BUSINESS MATTERS (BEYOND THE BOTTOM LINE) - Francis J. Kong - The Philippine Star

I miss Mountain View, California. My family and I spend our yearly Christmas vacation  there, but which we have not done so for obvious reasons. I also miss Google and my Google friends; they would tour us around their campuses; and we would have lunch in their famous pantries.

Google’s rise is a fascinating story, rich with lessons we can apply to our business, life, and career. Not everyone can be a $2 trillion cap tech company. Still, the success principles that launched them there can enable a perpetual learner to find ideas to help them achieve positive results.

Two students from Stanford, Larry Page and Sergey Brin, noticed that popular search engines then like Yahoo, Alta Vista, and Excite were not providing relevant results and could be easily manipulated. They conceived Google, initially as a Ph.D. project, and presented a better search engine, so they came up with the ranking of a webpage in a search determined by how many other pages on the internet are linked to that page, thus proving that webpage’s credibility and authority. This algorithm was the basis of how the search engine would work. They patented it and called it PageRank. Then they offered to sell their patent to Excite for $1 million, but Excite’s CEO refused. Page and Brin reduced the selling price, but the CEO refused again. They had no option but to handle the business themselves, and that was when they registered the domain Google.com.

Andy Bechtolsheim from Sun Microsystems saw the potential of Google and gave them $100,000 as an initial investment. Google began hiring employees, and the product started gaining popularity. Other investors started putting money into it that exceeded the $1 million they were willing to sell it for. This time the founders decided to sell the company to Yahoo for $1 billion, and Yahoo refused. When the stock market crashed, investors were not interested in funding companies that showed no path to profitability, and Google at that time was not profitable. Left to themselves, they had to find a business model that could make money. And that was the time that Google came up with the idea of Google AdWords that enables advertisers to place text-based ads above search results. It was a game-changer. Even back then, in the early 2000s, hundreds of millions of searches done on Google provided a base of ad placements such that even a percentage of those would make a lot of money.

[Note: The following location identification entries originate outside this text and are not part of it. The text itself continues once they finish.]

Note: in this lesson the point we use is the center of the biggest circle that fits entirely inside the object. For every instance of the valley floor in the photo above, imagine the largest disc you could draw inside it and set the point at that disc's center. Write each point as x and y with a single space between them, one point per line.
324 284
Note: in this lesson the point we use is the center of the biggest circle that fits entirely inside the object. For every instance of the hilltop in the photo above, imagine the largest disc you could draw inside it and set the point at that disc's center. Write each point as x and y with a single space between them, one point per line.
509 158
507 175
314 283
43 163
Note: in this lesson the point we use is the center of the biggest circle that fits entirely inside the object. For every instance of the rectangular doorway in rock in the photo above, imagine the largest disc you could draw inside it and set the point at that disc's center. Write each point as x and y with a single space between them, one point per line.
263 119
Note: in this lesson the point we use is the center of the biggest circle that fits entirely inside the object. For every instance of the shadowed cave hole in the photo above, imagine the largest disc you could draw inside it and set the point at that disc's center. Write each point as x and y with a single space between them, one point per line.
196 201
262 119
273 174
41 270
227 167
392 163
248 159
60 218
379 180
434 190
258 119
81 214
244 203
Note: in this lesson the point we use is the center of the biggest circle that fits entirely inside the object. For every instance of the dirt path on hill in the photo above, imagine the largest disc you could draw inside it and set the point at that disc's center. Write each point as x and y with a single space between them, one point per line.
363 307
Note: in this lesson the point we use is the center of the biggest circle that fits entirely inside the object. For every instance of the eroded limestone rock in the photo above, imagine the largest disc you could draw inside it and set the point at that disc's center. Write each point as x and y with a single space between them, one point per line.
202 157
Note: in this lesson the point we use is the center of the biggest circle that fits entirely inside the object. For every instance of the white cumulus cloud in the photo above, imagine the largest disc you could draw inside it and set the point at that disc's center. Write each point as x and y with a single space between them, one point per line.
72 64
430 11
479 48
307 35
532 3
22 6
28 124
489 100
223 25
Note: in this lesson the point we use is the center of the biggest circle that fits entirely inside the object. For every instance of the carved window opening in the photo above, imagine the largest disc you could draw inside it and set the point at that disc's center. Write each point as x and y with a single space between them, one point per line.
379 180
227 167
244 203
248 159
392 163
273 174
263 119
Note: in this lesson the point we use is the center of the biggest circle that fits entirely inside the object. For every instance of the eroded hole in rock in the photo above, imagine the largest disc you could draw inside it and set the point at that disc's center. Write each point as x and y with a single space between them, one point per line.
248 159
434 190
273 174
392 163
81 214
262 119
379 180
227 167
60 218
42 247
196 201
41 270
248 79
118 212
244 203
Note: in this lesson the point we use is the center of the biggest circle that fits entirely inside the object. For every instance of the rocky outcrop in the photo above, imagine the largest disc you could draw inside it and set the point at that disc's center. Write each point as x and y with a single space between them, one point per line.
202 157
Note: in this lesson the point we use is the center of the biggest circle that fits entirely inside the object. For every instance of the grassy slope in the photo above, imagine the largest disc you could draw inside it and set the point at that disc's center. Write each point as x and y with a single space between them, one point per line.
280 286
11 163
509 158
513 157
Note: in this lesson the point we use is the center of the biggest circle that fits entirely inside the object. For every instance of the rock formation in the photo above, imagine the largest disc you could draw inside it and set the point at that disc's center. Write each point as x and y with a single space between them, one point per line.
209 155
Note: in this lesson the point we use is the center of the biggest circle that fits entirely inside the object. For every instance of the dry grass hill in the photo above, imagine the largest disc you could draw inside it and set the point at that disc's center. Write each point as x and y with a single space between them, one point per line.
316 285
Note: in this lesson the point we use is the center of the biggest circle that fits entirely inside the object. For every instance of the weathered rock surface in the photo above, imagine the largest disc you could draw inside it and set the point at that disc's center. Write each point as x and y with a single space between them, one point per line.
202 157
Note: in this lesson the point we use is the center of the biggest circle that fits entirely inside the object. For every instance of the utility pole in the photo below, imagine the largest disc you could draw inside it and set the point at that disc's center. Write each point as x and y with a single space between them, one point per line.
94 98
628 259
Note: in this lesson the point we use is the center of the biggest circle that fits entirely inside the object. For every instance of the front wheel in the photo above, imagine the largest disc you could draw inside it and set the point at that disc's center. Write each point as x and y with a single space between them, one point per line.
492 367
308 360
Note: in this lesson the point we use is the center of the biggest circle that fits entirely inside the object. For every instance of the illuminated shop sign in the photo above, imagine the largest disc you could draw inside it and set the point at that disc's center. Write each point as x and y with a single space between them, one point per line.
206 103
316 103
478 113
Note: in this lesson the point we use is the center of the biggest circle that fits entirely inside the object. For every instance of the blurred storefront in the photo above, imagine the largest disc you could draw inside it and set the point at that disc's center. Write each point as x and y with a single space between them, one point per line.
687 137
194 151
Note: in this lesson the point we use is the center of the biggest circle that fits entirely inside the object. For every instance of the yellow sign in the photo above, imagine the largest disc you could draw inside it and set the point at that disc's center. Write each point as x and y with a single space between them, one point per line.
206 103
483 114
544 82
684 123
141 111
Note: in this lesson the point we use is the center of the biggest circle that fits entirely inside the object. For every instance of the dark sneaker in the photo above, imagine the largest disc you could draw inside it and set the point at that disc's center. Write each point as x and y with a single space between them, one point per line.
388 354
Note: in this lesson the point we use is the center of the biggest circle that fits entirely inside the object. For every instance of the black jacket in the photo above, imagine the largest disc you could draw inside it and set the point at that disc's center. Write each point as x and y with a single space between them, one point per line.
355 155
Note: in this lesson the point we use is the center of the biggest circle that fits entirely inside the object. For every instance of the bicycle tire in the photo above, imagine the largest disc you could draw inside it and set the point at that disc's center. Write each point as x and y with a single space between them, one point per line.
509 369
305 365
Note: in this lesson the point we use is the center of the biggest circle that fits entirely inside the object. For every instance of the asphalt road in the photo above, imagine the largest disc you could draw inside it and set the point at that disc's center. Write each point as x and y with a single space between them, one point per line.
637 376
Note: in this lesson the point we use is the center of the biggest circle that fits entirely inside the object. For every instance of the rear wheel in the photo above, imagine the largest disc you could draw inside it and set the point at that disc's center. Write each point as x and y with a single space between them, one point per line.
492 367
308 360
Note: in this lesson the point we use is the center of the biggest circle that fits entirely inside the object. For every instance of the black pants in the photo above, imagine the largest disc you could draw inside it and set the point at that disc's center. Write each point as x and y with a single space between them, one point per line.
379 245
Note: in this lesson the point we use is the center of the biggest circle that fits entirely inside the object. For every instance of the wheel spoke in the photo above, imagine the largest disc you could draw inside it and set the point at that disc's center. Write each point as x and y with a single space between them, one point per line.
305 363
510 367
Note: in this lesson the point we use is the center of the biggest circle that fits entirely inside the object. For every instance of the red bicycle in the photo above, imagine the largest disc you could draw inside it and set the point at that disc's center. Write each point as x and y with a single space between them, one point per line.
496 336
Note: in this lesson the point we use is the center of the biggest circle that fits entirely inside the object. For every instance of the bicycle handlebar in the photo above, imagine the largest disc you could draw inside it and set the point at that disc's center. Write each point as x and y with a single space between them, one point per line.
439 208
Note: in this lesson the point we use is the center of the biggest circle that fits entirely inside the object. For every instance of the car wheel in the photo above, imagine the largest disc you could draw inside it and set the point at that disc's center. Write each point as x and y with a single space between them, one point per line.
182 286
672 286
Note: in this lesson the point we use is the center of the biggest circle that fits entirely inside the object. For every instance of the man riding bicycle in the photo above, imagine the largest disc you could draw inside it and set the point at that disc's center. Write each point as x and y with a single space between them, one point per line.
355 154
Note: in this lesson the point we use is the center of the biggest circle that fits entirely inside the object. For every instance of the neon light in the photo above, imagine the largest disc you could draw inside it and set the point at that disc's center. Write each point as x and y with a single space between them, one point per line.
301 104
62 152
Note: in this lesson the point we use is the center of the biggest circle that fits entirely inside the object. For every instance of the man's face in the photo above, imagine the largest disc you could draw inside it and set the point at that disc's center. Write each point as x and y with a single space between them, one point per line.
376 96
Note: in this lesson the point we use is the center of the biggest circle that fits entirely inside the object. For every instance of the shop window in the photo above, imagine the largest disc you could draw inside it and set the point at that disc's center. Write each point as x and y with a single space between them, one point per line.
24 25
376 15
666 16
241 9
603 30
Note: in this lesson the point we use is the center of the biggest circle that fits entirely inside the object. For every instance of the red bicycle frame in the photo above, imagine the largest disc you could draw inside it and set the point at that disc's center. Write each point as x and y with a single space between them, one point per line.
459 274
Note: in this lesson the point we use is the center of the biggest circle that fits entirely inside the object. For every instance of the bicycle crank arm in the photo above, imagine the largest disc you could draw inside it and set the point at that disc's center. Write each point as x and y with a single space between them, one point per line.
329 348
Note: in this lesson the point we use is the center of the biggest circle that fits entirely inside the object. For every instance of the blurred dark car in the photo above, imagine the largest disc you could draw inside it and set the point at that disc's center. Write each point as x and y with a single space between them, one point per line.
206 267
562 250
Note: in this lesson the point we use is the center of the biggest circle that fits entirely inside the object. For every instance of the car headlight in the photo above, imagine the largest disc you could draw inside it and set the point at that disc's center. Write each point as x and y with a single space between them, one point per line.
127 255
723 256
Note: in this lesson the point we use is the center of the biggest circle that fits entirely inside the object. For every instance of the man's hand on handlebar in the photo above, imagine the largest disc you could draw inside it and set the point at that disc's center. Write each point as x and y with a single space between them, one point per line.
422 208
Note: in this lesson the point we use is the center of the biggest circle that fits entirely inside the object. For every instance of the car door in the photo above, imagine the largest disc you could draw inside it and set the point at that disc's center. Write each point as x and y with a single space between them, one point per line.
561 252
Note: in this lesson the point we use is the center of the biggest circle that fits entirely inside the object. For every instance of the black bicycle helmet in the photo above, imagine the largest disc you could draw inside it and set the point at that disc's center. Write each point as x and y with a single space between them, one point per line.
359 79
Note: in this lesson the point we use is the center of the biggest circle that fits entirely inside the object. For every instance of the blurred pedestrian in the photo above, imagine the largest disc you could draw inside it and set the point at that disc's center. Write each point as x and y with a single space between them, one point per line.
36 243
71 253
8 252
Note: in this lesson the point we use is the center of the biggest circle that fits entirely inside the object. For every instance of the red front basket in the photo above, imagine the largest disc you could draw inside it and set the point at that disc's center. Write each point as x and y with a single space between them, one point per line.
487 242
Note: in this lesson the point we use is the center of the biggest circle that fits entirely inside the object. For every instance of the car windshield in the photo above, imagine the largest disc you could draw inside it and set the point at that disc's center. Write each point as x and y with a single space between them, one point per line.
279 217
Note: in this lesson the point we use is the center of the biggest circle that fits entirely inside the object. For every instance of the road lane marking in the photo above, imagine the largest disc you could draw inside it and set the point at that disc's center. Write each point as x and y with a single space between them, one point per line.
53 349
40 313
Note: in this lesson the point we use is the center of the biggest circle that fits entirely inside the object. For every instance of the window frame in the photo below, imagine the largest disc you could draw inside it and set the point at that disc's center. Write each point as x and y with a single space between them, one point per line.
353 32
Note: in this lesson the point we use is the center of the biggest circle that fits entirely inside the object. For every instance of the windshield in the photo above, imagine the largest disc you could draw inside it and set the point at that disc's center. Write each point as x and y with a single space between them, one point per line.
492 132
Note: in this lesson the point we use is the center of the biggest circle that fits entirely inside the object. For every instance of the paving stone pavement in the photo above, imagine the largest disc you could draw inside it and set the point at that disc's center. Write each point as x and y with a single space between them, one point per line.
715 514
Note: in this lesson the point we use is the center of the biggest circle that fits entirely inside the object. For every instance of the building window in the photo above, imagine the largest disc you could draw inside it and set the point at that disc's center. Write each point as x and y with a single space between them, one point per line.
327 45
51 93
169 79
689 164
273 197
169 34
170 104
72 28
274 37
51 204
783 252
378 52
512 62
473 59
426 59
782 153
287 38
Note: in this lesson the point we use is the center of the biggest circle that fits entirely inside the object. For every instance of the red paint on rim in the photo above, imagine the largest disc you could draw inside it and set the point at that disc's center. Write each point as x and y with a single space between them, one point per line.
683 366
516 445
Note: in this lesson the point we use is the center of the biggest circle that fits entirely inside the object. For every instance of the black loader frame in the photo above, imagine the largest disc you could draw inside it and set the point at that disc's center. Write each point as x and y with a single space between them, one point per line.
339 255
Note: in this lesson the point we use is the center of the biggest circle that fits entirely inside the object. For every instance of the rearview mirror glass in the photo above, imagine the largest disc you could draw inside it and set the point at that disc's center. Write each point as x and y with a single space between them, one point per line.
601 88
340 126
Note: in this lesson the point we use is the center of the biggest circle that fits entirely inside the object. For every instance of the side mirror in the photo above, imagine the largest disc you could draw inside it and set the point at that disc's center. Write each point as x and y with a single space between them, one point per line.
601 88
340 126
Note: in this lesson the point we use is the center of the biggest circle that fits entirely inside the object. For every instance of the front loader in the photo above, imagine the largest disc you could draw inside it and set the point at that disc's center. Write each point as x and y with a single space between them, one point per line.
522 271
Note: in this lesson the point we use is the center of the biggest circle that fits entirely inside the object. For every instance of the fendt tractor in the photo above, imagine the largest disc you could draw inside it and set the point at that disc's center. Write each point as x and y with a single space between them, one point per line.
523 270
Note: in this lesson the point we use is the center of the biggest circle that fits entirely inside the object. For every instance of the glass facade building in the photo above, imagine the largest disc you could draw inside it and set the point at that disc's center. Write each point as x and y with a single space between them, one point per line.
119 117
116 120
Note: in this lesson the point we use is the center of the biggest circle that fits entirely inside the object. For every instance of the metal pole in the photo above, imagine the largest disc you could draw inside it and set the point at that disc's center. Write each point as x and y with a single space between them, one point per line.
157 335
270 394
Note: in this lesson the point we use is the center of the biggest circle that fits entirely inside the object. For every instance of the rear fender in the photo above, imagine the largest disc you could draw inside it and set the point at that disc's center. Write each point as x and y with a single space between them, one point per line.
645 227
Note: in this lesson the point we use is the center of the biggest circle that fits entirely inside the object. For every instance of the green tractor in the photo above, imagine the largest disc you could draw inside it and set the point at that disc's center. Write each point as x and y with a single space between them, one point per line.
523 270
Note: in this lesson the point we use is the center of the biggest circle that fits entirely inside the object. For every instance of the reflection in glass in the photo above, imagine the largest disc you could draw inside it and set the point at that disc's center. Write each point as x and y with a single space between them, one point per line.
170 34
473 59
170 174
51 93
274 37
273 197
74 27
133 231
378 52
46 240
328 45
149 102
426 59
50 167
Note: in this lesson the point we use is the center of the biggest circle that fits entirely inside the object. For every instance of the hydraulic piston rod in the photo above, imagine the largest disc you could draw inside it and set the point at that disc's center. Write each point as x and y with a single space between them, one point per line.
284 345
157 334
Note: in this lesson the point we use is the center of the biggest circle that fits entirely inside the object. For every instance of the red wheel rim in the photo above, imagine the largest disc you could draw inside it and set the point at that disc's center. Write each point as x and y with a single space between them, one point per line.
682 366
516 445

As a result, their revenue and their profits both grew massively. In 2004, Google was listed on the stock market, and today has become one of the biggest tech giants. As of 2021, under the new parent company, Alphabet Inc., which their founders created, Google has gone on to have a market cap of almost $2 trillion for a company that  started just some 20 years ago.

What lessons can we learn from this? The founders focused on innovation that delivers value. They saw a need in the market and provided a solution to fill in the need. Through this, they saw the importance of innovation and encouraged employees to spend 20 percent  of their working time creating innovative projects that would become future Google products.

Gmail and Google Maps are the results of this practice. This company learned from the mistakes of its competitors. When the founders offered the company to Excite for $1 million, the CEO did not see the company’s value and refused. When the company grew and was offered to Yahoo for $1 billion, perhaps the extenuating circumstance made it difficult for Yahoo to take the risk and refuse the offer.

From those experiences, Google learned the lesson, and in 2006 a new company was rising in popularity, but was not profitable. The company presented itself for sale. Google studied it carefully, recognized the potential of its products, and for a cool $1.65 billion, purchased YouTube.

YouTube alone earns billions for Google.

Not everyone can be as huge as Google, but everyone can constantly seek to innovate and improve themselves. The improved self now can solve problems, fill in needs, and create a promising future through their craft, profession or career.

We observe and learn from others. We study the success principles of those who have succeeded and evaluate and learn from others’ mistakes. Eleanor Roosevelt was right. She says: “Learn from the mistakes of others. You can’t live long enough to make them all yourself.” I am sure this is true. If not, then search Google.